- Born: 16th century Persia (modern-day Iran)
- Died: 16th century
- Known for: Discovery of the amicable number pair 9,363,584 and 9,437,056
- Notable work: Oyoun Alhesab
- Scientific career
- Fields: Mathematics

= Muhammad Baqir Yazdi =

Iranian mathematician

Muhammad Baqir Yazdi محمدباقر یزدی was an Iranian mathematician who lived in the 16th century. He gave the pair of amicable numbers 9,363,584 and 9,437,056 many years before Euler's contribution to amicable numbers. His major book is Oyoun Alhesab (Arabic:عيون الحساب).

==Works==
- Oyoun al-Hisab: Yazdi's principal mathematical text is Oyoun al-Hisab (Arabic: عيون الحساب), known as The Sources of Arithmetic.

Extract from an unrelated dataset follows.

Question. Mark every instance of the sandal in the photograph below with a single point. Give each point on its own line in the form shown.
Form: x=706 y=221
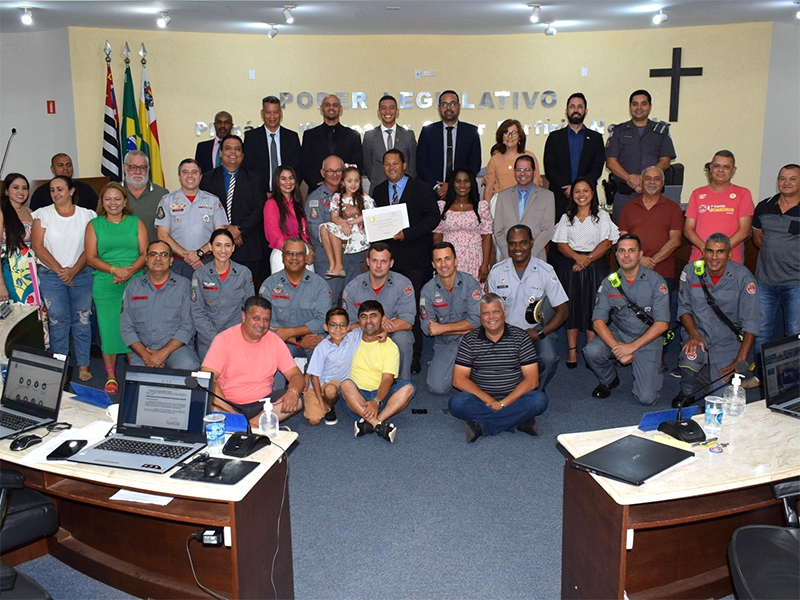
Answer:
x=572 y=365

It represents a late Islamic scholarly attempt to systematize arithmetic, geometry, and algebra inherited from earlier traditions.

===Contributions to number theory===
Yazdi identified the Amicable numbers (9,363,584; 9,437,056), which he derived using the classic formula of Thābit ibn Qurra for 𝑛 = 7. Though often attributed to Descartes or Fermat, this pair was first recorded by Yazdi.